Namun entah mengapa justru rasa penasaran dan makin cinta yang tertanam. Bukan ketakutan akan kendala-kendala yang sangat mungkin akan dihadapi. Saya merasa makin tertantang. Akan selalu ada jalan, insya Allah. Akan ada kemudahan-kemudahan beserta kesulitan.

Saya pikir di daerah kota besar sudah terlalu banyak ‘lampu sokley‘ yang memberi terang. Padahal cahaya saya hanya 5 Watt, kadang kurang. Tentu tak bisa berbagi cahaya di daerah yang sudah begitu terang benderang. Saya memilih menyalakan 5 Watt milik saya di tempat yang saya pikir masih ‘gelap’.

Ada juga celetukan iseng “ga bisa online nanti loh, sinyal aja ga ada”. Ahaha. Iya sih, memang itu kadang menggalaukan, tapi itulah serunya. Akan terasa sangat indah kesempatan bertemu kota dan sinyal ataupun akses internet. Hahaha. Pasti seru. “Di kotanya ada sinyal juga kalee”, santai jawaban saya tentang itu.

3/ Islam minoritas

“Islam itu minoritas di sana dan kamu dengan jilbab lebarmu akan menjadi orang aneh di sana.” Kalimat ini kadang cukup mengganggu saat didengar. Bagi kebanyakan kita jika menyebut Papua maka yang terbayang adalah budaya paka
ian koteka, budaya adat yang di sekitarnya babi semua, makanannya serba babi dan juga adanya jumlah penderita HIV AIDS yang sangat tinggi karena **** bebas di sana parah. “Lalu kamu, orang Jawa Muslimah berjilbab mau ‘kluyuran’ di daerah seperti itu. Jangan gila deh.” Mungkin itu celetukan yang acap kali mampir.

Baiklah kita luruskan. Sejatinya, Islam telah menjadi bagian integral dari perkembangan masyarakat Papua. Seperti tertulis di buku Islam atau Kristen Agama Orang Irian karya Ali Athwa (wartawan Suara Hidayatullah), Islam justru datang lebih dulu dibanding Kristen.

“Islam adalah agama pertama yang masuk Papua. Orang Islamlah yang mengantar Pendeta Otto Gensller ke Irian tanggal 5 Februari tahun 1885. Saat itu, Syaikh Iskandar Syah dari Samudera Pasai sudah datang, pengaruh Raden Fattah dari Kesultanan Demak juga sudah ada, hubungan Muslim Irian dengan Kerajaan Ternate dan Tidore di Maluku pun erat.”

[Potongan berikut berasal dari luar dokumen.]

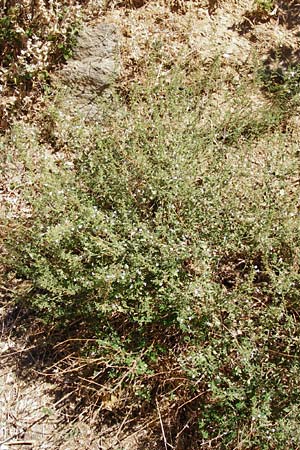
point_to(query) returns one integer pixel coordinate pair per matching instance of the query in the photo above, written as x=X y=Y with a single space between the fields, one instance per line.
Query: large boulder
x=94 y=65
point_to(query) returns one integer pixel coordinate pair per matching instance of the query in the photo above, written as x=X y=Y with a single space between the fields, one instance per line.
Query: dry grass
x=185 y=34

Menurut ustadz Fadzlan Garamatan, kerajaan-kerajaan Islam saat itu berdiri di berbagai wilayah. “Ada 12 kerajaan, di bagian selatan ada 9, ada pula di utara, termasuk di kawasan Wamena, namanya Kerajaan Abdussalam Nowak. Salah satu keturunan Nowak ini adalah Haji Aipon Asso, tokoh masyarakat Wamena,” urai Fadzlan yang kini tengah melakukan penelitian tentang sejarah Islam di Nuu Waar.*1

Dakwah beliau sungguh menginspirasi saya untuk ikut serta. Ratusan suku telah memeluk Islam melalui perantaraan beliau. Sembilan ratusan masjid telah tersebar di Nuu War, ribuan orang dimandikan secara massal, diajari cara berpakaian, dikhitan, kemudian dituntun mengucapkan kalimah syahadat. Sungguh indah. Dan muslimah asli Nuu War banyak yang sudah mengenakan jilbab. Cantik. Membuat iri wanita-wanita asli Nuu War yang belum berpakaian muslimah. Subhanallah.

Mau ngapain di sana?

“memang ngotot banget mau ke Papua, mau ngapain ke sana?”

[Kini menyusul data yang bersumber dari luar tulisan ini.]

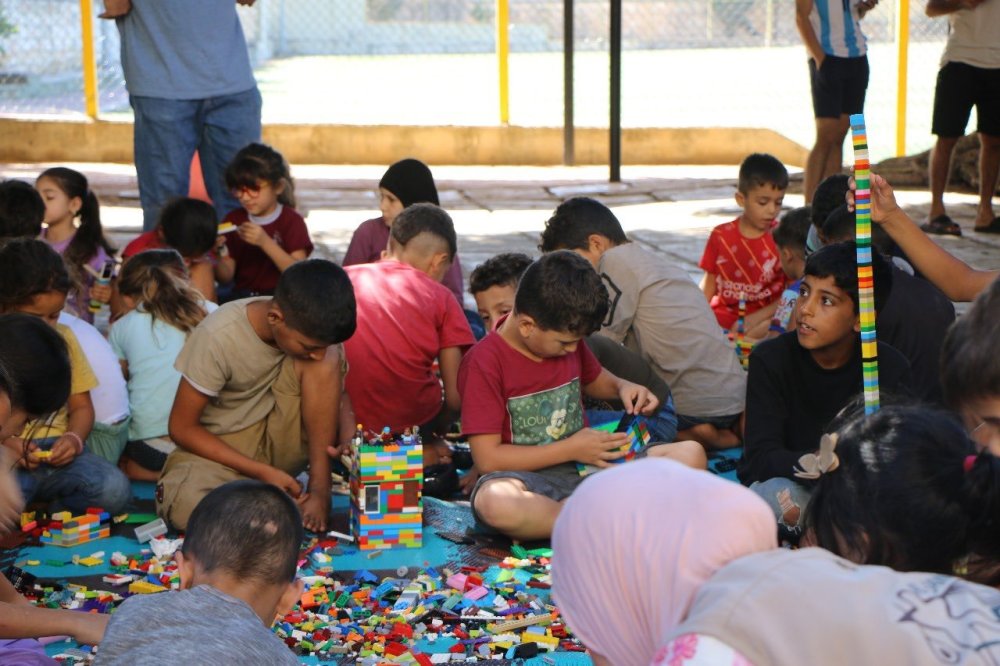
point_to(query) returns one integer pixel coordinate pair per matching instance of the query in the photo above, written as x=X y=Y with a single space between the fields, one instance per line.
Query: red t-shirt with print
x=528 y=402
x=742 y=266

Saya hanya menjawab 2 hal ketika ditanya itu.

1. Menegakkan kalimat Allah.

Saudara-saudara sesama Muslim di sana jumlahnya kini telah begitu banyak. Saya ingin berbagi akan ilmu mengenai Islam yang telah saya peroleh di wilayah ber‘lampu sokley’ kuat dan ingin ikut belajar (sejatinya saya pasti akan lebih banyak belajar tentang kehidupan). Tugas dakwah bagi setiap Muslim itu wajib, dan bumi Nuu War juga memiliki hak dakwah.
Sederhana saja.

Saya sangat terinspirasi melihat tayangan di Kick Andy mengenai Aiptu Ma’ruf Suroto yang bertugas di Polsek Sota Kabupaten Merauke sejak 1993. Dengan semangatnya mengabdi pada negeri ini dia setulus hati menjaga wilayah perbatasan dengan Papua Nugini itu dan mengubahnya dari tempat angker menjadi daerah asri tempat bermain dan rekreasi. Yang lebih mencengangkan ternyata dia lahir di Magelang. Kota tempat saya dilahirkan pula. Makin bersemangatlah saya untuk menegakkan kalimat Allah seperti dia menegakkan sumpah setia mengabdi pada negara.

2. Mengajar anak-anak.

Indonesia mengajar begitu menginspirasi saya untuk mengabdikan diri di dunia pendidikan. Terlebih lagi sistem pendidikan Indonesia masih begitu buruk.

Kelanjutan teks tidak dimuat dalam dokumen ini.